Who says they have to pay their bill all at once? I have worked out payment plans for my bills on numerous occasions.




bill5 said:


> Sorry I'm not in the habit of giving out personal data on myself.  Besides, how does that matter?  It happened.  It's fine if you don't believe me, was just letting you know I've experienced it first-hand.  Besides, how would you know I didn't just make it up?



I'm not asking for personal data. I think it would matter to most economists to know about transactions that violate fundamental theories of economics. I'm sure they would be quite interested to hear a scenario where a market group that was less price sensitive was charged less for the same service than a market group that is more price sensitive.




bill5 said:


> It is relevent because if you don't care you have no incentive to research costs. If you have no incentive to research costs, the provider has no incentive to make the information available to the public. That makes no sense whatsoever.  The provider has no incentive to make the information available to the public, period.  And how are you going to "research the costs" without them giving you that data anyway?
> 
> This also makes no sense but there's no incentive anyway because most people have insurance that covers most if not all costs.

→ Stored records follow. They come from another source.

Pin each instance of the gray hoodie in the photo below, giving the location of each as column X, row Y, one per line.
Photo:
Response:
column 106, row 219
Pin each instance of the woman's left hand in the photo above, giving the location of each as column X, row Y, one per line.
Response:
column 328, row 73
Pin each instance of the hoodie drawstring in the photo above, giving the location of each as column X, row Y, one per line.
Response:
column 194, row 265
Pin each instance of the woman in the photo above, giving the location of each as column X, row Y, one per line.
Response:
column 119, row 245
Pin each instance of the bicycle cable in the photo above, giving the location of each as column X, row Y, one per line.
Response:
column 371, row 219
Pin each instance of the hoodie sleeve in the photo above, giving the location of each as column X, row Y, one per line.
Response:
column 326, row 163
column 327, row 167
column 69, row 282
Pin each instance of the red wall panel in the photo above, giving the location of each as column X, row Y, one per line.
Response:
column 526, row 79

If they want to compete directly for customers, yes they do have incentive to make them aware of the cost of doing business with them. If you can't research the costs of a service you need then you typically aren't going to do business with that company. If you you are choosing to buy a car and have a choice between dealerships are going to spend a lot of time with the dealership that won't even tell you how much the car is going to cost? Makes no sense? This is as common sense as it gets, bill. If you can't figure this out no wonder you don't have clue one how to fix this. If people are not doing business with a company that won't advertise their prices and are going somewhere else that will, That company will either die or react positively by doing what customer's want in order to get them back in the door. I don't get what doesn't make sense to you. If people have no incentive to shop because either insurance covers everything thus providers have no incentive to make consumers aware of the cost of services, then you give consumers an incentive to shop so providers have the incentive to lower prices. What that means as far as medicine is the consumer taking a greater role in paying for services directly and using insurance for fewer things.


----------



## Bern80 (Sep 12, 2011)

AnnieInMexico said:


> Bern80 said:
> 
> 
> > I am looking at this from the perspective of what the hospital bills for a service. You mentioned 50k billed to insurance above. I have heard of several cases where if that same procedure were billed directly to the customer they would be charged less. It's not less than what they would be with insurance coverage but the point is more how much is charged for the service based on who is being charged.
> ...



So fees are negotiated. So what? That's kind of the idea here. That consumers negotiate directly with providers for the best price.


----------



## bill5 (Sep 13, 2011)

Bern80 said:


> No it isn't incorrect. What is patently false is the notion that health care is the one service that can somehow inexplicably react differently than any other good or service to basic economic laws. I have asked you repeatedly why it won't work and you refuse to answer.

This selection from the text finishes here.